I'm not sure how many of us were actually surprised that Standard & Poor's actually downgraded the U.S. credit rating. Frankly, it looked inevitable, and perhaps was a long time coming. Some may have believed that the U.S. would never lose its AAA status, Treasury Secretary Tim Geithner among them. I thought it would initially be a two-notch downgrade to AA, so AA+ was a "positive" surprise for me. I guess if the deed was going to get done, it would have to be on a Friday, after the market close as an attempt to limit any potential mayhem.
That gave us all a good 60 hours to stew and wonder what the fallout might be. Guaranteed, there was not a whole lot of relaxation this weekend. We all watched Asia last night, Europe this morning and gold breach $1700 an ounce. In the end though, whether the damage is limited today or not, the fact that we got to this point is downright sad. Hopefully, this is the wake-up call that won't be ignored.
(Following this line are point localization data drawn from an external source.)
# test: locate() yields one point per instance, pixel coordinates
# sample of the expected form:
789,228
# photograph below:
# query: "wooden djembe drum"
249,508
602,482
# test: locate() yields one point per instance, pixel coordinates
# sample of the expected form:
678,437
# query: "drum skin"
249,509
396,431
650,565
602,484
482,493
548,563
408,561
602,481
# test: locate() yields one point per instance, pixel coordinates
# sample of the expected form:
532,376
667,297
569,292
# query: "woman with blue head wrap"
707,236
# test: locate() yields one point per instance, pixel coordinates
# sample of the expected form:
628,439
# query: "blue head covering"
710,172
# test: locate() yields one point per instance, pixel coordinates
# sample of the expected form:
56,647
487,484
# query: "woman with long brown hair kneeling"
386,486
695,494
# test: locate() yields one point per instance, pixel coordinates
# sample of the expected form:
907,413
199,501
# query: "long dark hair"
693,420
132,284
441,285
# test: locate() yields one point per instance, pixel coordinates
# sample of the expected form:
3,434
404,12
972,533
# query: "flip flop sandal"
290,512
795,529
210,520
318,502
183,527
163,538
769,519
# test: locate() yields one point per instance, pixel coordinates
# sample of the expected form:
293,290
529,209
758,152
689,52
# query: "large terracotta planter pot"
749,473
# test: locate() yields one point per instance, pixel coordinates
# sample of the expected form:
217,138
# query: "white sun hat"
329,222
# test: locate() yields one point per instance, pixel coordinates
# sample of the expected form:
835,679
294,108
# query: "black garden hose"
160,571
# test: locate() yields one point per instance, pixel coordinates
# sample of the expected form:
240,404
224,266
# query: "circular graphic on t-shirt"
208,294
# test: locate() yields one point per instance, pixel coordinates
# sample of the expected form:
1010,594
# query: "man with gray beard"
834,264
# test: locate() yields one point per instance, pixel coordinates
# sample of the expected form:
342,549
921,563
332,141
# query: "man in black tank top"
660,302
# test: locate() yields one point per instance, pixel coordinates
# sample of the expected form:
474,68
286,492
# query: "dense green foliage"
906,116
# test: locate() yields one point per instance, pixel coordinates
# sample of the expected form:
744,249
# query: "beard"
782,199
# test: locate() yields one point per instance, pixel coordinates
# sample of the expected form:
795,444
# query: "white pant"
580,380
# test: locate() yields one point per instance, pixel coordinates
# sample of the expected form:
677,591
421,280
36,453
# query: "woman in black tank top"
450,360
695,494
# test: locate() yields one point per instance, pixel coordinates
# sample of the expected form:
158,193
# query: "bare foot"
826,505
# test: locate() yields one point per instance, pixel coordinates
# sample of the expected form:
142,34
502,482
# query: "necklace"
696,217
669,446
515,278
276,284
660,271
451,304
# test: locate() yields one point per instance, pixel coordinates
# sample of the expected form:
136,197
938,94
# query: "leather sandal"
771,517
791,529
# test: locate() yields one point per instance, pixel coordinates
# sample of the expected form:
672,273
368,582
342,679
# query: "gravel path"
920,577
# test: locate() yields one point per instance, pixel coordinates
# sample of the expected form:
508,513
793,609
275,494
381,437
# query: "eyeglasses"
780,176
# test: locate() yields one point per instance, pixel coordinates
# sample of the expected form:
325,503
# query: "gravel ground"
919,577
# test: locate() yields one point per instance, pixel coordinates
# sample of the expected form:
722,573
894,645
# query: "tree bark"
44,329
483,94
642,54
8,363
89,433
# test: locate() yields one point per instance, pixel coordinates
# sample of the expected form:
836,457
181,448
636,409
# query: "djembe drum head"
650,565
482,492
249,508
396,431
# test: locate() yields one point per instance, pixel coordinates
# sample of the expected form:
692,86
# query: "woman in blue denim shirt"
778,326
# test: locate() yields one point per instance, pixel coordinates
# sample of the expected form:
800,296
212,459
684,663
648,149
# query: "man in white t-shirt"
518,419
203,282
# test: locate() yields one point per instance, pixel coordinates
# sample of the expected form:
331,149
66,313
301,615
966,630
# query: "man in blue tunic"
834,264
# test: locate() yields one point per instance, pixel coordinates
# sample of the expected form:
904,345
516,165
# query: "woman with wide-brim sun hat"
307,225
I spent part of the weekend surveying the wreckage created by the recent "correction" and looking for opportunities. However, that certainly doesn't mean I'm going to put any cash to work today, but I want to be aware of what's cheap since it just might get cheaper today.
While the number of net/nets (companies trading below net current asset value, or NCAV) has been extremely thin for what seems like an eternity, this is the type of market where one can start to see that change. In recent weeks, there have been some decent-sized additions to net/net land. Despite reporting some nice revenue growth for the second quarter on July 28, shares of Ingram Micro (IM) fell about 11% last week, pushing the company back into net/net territory. This company has been on and off the list a few times this year, but it keeps putting up decent numbers. Ingram currently trades at 0.93x NCAV, .8x tangible book value per share and 9x trailing earnings.
Benchmark Electronics (BHE), which reported a second-quarter earnings miss on the same day Ingram reported, is back among the downtrodden, as shares have fallen 16% in the past two weeks. Benchmark now trades at 0.97x NCAV, 0.76x tangible book and just under 12x trailing earnings.
Finally, another, smaller name, Force Protection (FRPT), is flirting with net/net status. The company released its second-quarter results last week with earnings coming in well below estimates (-0.19 vs. -0.04). The good news is that the company maintains a relatively large cash position, nearly $150 million, or $2.17 per share, and no debt. Force currently trades at 1.05x NCAV and 0.83x tangible book. The company authorized an additional $10 million for its buyback program, a minor positive at this point.
There's a good possibility that these names, and others, will become even cheaper this week. So, we might just see some new additions to net/net land as well.